Critiques filtrées sur 5 étoiles  
« Il y avait une petite fois, pendant la canicule, un type qui était assis devant une fenêtre ouverte. »

C'est ainsi que commence "Le procès-verbal". Comme l'auteur l'a bien souligné dans la préface, le sujet du livre est singulièrement (et volontairement) abstrait : « l'histoire d'un homme qui ne savait trop s'il sortait de l'armée ou de l'asile psychiatrique. »

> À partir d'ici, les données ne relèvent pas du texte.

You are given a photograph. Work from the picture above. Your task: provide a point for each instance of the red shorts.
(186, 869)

En effet, dans ce premier roman, le réalisme a trouvé fort peu de crédit auprès de l'auteur. Cet homme assis devant une fenêtre s'appelle Adam Pollo. Marginal et solitaire absolu, Adam Pollo a fui la ville, cet univers mécanique et imperméable à toute signification... Il s'est retiré dans la périphérie de l'absurde bouillonnement citadin, dans une villa désertée, sur la colline. Adam tente d'échapper à la face technique et culturelle du monde. Il veut tenter une expérience extrême...

Isolé, reclus, Adam a enfin adopté l'existence dont il avait toujours rêvé : il vit de manière quasi primitive, dans une sorte de rapport fusionnel avec la nature, entretenant avec elle un rapport très animal et matériel. Il évolue au sein de l'intensité solaire, dans la splendeur diurne de l'été, dans un univers brutal et jaune, qu'il a en quelque sorte réinvesti physiquement.

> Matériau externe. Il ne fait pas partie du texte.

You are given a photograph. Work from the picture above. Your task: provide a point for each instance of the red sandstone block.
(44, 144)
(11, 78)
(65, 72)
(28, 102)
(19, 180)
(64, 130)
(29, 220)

Adam Pollo se perd dans l'ivresse des sensations premières, il devient littéralement tout ce qu'il observe et ce qu'il accomplit. Obnubilé par l'idée de « citation », de « trace », d' « inscription », Adam Pollo remplit des cahiers entiers, dans lesquels il ressasse ses obsessions philosophiques et métaphysiques. C'est cette prose jubilatoire et anti-conformiste contenue dans les cahiers d'Adam, qui constitue la matière essentielle du récit.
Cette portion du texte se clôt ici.